The drawback of dealing with the situation this way is that the web server will see (and log) all of this traffic as coming from the login server instead of from its real origin. This may or may not matter to you.

If the packets were already going through the login server on the way back (perhaps it is also your PPP server), you wouldn't need the third step but you'd want to be more specific in the second step, so that only packets to port 80 on the login server itself are affected. (Otherwise you would be creating a not so transparent proxy, where all websites are your web server.)

(To answer an obvious question: one reason to not just do this on your firewall is if you want even internal attempts to use the URL http://subdomain/ to do something useful.)

A surprise with the Provides header in RPM

Normally, one of the things RPM bases dependencies on is package names. The problem with doing only this is packages that want to depend on capabilities instead of specific packages; for example, that there is some mailer installed, not specifically that Sendmail is installed. To deal with this, RPM introduced the Provides: directive, which lets an RPM package tell the overall RPM system that it is providing something that is not obvious from its name, its files, and so on.

In implementing this, RPM has chosen to not represent Provides separately in its internal databases. When a package Provides something, to RPM that package is that something, as much as it is its regular name; effectively the same RPM package is two or more RPMs. This turns out to have an interesting and surprising consequence, best illustrated with an anecdote.
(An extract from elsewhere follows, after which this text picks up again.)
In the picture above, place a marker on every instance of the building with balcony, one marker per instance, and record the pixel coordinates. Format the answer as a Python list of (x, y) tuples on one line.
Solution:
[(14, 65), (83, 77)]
A while ago when Fedora switched firmly to CUPS, we decided that while we would use CUPS on the clients we would keep using LPRng for our print server. Since Fedora no longer packaged LPRng, I built the RPM myself and tried to install it; as is my usual habit, I used rpm's -U option. Things promptly blew up screaming that I was trying to remove the CUPS libraries that half the known Gnomeiverse depended on.

The problem turned out to be that CUPS had (at that time) a Provides that said it provided 'LPRng = 3.8.15-3'. Thus as far as RPM was concerned, CUPS was LPRng version 3.8.15-3, and since I was doing an upgrade install of a more recent version, it needed to remove the old version, removing all of those shared libraries that programs needed.

(Using 'rpm -i' instead would not have really helped, because we would have run into trouble the first time we needed to upgrade our own LPRng package. My solution was to rebuild the CUPS RPM without that Provides: line in the specfile.)